Diogo Infante e um papel gigante
Um homem – ator, por sinal –, uma crise de meia-idade (ou terá sido ele sempre assim?), um ego gigante e narcisista que o faz admirar o seu próprio retrato em modo quase Dorian Gray, um culminar de situações em que a comédia, o drama, a homossexualidade latente, a solidão e o amor se misturam de forma caótica e hilariante. Esta é a vida de Guilherme de Andrade em “O amor é tão simples”, uma adaptação da peça de 1942 de Noël Coward, até junho no Teatro da Trindade, em Lisboa.
“Present laughter”, no original, chega a Portugal por iniciativa de Sandra Faria, com encenação do protagonista, Diogo Infante. É um caso em que a história se parece repetir: a estreia da peça escrita em 1939 foi adiada pela Segunda Guerra Mundial; a versão portuguesa esteve parada pela pandemia. Em “Present laughter”, frase de Shakespeare sobre o carpe diem, o autor era também protagonista, num papel autobiográfico. Em “O amor é tão simples” sabemos que não é um Diogo Infante autobiográfico que vemos em palco. Mas o enredo sobre os meandros do teatro e as tormentas de um ídolo assenta-lhe numa mostra do seu talento num lado em que menos o vemos, o da comédia. Infante já assumiu que foi ao ver a peça em Londres com o filho, e de este lhe dizer que a devia fazer, que embarcou no projeto. O resultado é o que se vê: um papel gigante.
Guilherme de Andrade vive uma existência fútil e displicente, acompanhada mas solitária, feita de festas onde a adulação é constante.

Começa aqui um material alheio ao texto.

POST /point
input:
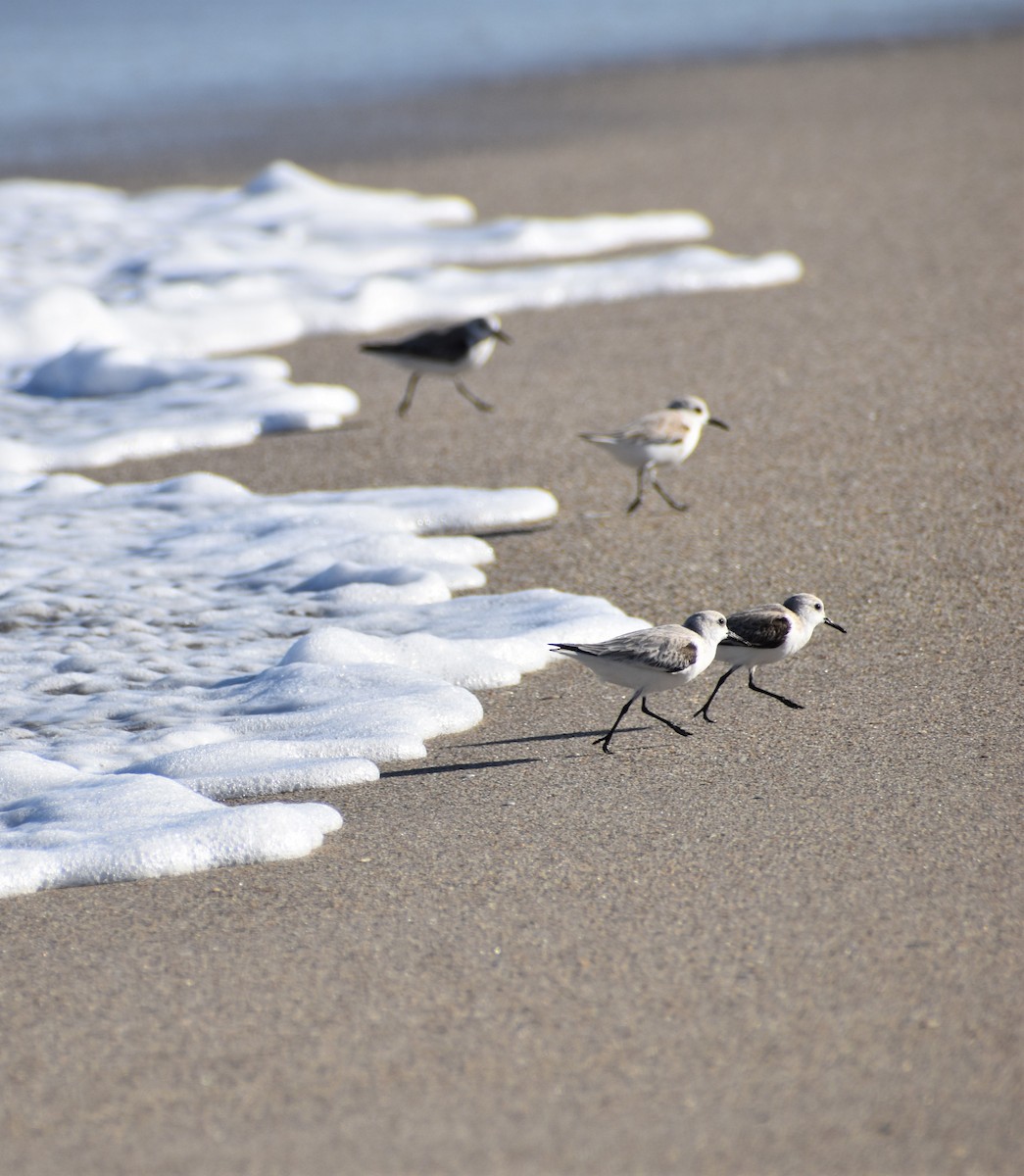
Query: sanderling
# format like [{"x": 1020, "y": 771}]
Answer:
[
  {"x": 770, "y": 633},
  {"x": 446, "y": 353},
  {"x": 665, "y": 438},
  {"x": 653, "y": 660}
]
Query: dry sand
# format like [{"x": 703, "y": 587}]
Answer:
[{"x": 788, "y": 945}]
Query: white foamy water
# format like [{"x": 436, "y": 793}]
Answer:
[
  {"x": 169, "y": 646},
  {"x": 165, "y": 648},
  {"x": 112, "y": 305}
]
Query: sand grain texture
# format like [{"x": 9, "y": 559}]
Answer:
[{"x": 788, "y": 945}]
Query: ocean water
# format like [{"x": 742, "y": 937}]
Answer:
[
  {"x": 165, "y": 648},
  {"x": 102, "y": 75},
  {"x": 170, "y": 647}
]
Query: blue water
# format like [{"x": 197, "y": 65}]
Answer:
[{"x": 67, "y": 68}]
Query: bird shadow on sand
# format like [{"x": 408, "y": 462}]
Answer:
[{"x": 437, "y": 768}]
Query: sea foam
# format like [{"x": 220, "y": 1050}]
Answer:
[
  {"x": 172, "y": 645},
  {"x": 112, "y": 305}
]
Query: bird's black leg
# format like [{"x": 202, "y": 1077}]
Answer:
[
  {"x": 789, "y": 703},
  {"x": 607, "y": 739},
  {"x": 668, "y": 498},
  {"x": 407, "y": 400},
  {"x": 718, "y": 686},
  {"x": 482, "y": 405},
  {"x": 660, "y": 718},
  {"x": 641, "y": 483}
]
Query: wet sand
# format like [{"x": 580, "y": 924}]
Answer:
[{"x": 792, "y": 944}]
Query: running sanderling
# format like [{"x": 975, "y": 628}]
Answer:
[
  {"x": 769, "y": 633},
  {"x": 445, "y": 353},
  {"x": 649, "y": 662},
  {"x": 665, "y": 438}
]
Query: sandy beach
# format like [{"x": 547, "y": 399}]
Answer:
[{"x": 792, "y": 944}]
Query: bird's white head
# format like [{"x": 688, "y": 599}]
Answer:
[
  {"x": 810, "y": 611},
  {"x": 698, "y": 411},
  {"x": 711, "y": 626}
]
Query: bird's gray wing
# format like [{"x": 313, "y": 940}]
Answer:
[
  {"x": 448, "y": 346},
  {"x": 669, "y": 648},
  {"x": 762, "y": 628}
]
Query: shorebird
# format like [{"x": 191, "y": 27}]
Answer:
[
  {"x": 649, "y": 662},
  {"x": 665, "y": 438},
  {"x": 446, "y": 353},
  {"x": 769, "y": 633}
]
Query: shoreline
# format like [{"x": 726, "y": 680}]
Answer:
[
  {"x": 463, "y": 116},
  {"x": 789, "y": 944}
]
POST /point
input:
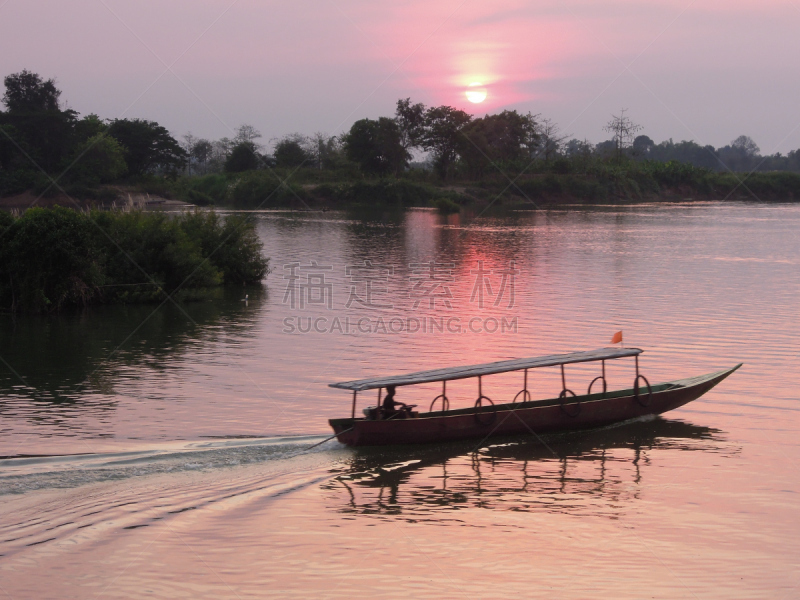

Ele alimenta-se disso mas parece já não saber lidar com a situação. “Toda a gente me adora. É cansativo”, diz. A sua entourage, composta pela secretária Mónica, a ex-mulher Lis, o agente, o produtor, a governanta e o mordomo, é mais crítica da sua personalidade egocêntrica, mas o seu ego vence sempre, enquanto tenta desviar-se das confusões que ele próprio criou. O elenco é brilhante: Gabriela Barros, Rita Salema, Ana Brito e Cunha, Ana Cloe, António Melo, Cristóvão Campos, Flávio Gil, Miguel Raposo e Patrícia Tavares acompanham Infante nesta sátira de excessos, insinuações, maneirismos e contradições.